The original series was one of the very last British television dramas to be screened live regularly — already a rare practice by the time the programme began in 1962. It was felt that this helped the immediacy and pace of the programme, and episodes were being transmitted live as late as 1965, despite occasional "bloopers" such as cameras appearing in shot while moving around the set. Most were videotaped for repeat transmission, but the BBC regularly wiped tapes after the programmes were thought to have exceeded their usefulness, as agreements with various unions meant that they could only be shown a limited number of times. The amount of space needed to store the large videotapes of the time, as well as the expense of them when they could be re-used more cheaply, were also factors.

However most episodes were 'telerecorded'. This was a fairly primitive (by today's standards) way of preserving a transmission by filming it (to 16mm film) from a specially-adapted monitor screen. Telerecordings could also be used for repeat broadcasts, and, more importantly, for overseas sales. Although foreign buyers were supposed either to return, destroy or forward these telerecordings, many were just archived and have slowly filtered back to the BBC over the years.

One telerecording of an early episode was returned to writer Allan Prior in the 1980s by an engineer who had taken it home to preserve it because his children had always enjoyed the programme so much and he could not bring himself to destroy it. Other early episodes have been returned to the archives by foreign broadcasters from countries such as Cyprus and the search for lost episodes of sister BBC program Doctor Who has also occasionally turned up lost Z-Cars episodes (according to the documentary Doctor Who: The Missing Years, included on the BBC Video DVD release Doctor Who: Lost in Time). Two episodes were returned in 2004 after turning up in a private collection. Unfortunately, colour episodes from the early 1970s are less likely to be recovered, as they were never telerecorded for export.

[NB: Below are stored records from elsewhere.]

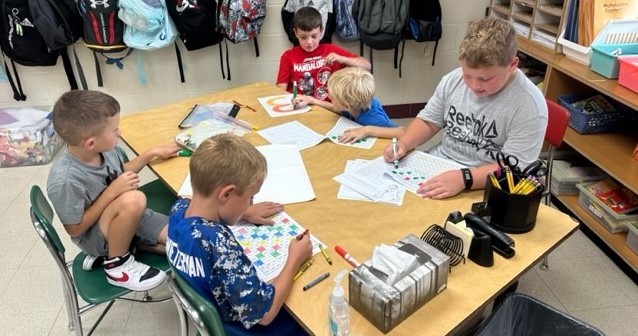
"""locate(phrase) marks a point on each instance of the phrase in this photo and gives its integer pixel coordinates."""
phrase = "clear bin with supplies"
(607, 217)
(628, 73)
(618, 37)
(27, 137)
(591, 122)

A list of lost & surviving episodes can be found on the missing episodes web-site.

[edit] After Z Cars

The spin-off, Softly, Softly focused on the activities of the regional crime squad, and ran until 1969, when it was again revised and became Softly, Softly: Taskforce, running in this form until 1976. The character of Barlow (Stratford Johns) was one of the best-known figures in British television in the 60s and 70s, and was given several seasons of his own "solo" series, Barlow at Large (later just Barlow) between 1971-5. He also joined forces with Watt (Frank Windsor) to re-investigate the Jack the Ripper murders for a 6-part series in 1973. This led to another spin-off series, Second Verdict in which Barlow and Watt looked into other unsolved cases and unsafe convictions from the past.

Frank Windsor made one final appearance as Watt in the last episode of Z Cars, 'Pressure', in September 1978, with Robins (John Phillips), the Detective Chief Superintendent from the original series who had risen to become chief constable. A number of other actors from the early days of the series also made guest appearances, but not as their original characters.